経営者は、自分の考えや悩みを誰にも話せず、自分の決断に責任を持たなければならないため、孤独を感じることも少なくありません。ここでは孤独感の原因と対策を解説します。

社員と視点が違う

経営者は会社の将来や経営戦略について考えますが、現場で働く社員は自分の仕事や日々の業務に集中するため、双方の視点は異なります。そのため社員との間で価値観のギャップが生じ、経営者が孤独を感じるケースがあるのです。

この孤独感を解消する方法のひとつに、自律型人材の育成があります。自律型人材は自分の役割や責任を理解し、主体的に仕事に取り組むため、経営者に近い視点や考え方を持てるようになります。自律型人材が増えると、経営者の孤独感も軽減されるでしょう。

交友関係が途絶える

経営者になると社内に同僚と呼べる存在がいなくなるため、気軽に話せる人が減ってしまい孤独を感じることがあります。他社に友人がいても、お互いに経営者でなければ価値観が合わなくなり、経営者としての悩みや喜びを共有するのは難しいかもしれません。

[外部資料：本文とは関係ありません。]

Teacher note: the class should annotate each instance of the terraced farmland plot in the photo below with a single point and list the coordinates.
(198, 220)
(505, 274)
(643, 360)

このような場合、経営者同士のコミュニティに参加する方法が有効です。同等の価値観や視点を持つ人であれば、相談や悩みなども打ち明けやすいでしょう。新たな人脈を作れる点もメリットです。

相談相手がいない

信頼できる相談相手が少ない点も、経営者が孤独を感じる理由です。とくに経営や方針における悩みや問題は、会社経営の知識や経験を有する人へ相談する必要があります。

このような場合は、大会社の経営幹部や起業家などの外部メンターや、経営コンサルタントなどへ相談するのもオススメです。

利害関係を挟まず経営者の立場に立ったアドバイスをもらえるため、最適な解決方法について本音で話し合えるでしょう。異なる業界や業種のメンターであれば、新たな視点や気づきなども得られるかもしれません。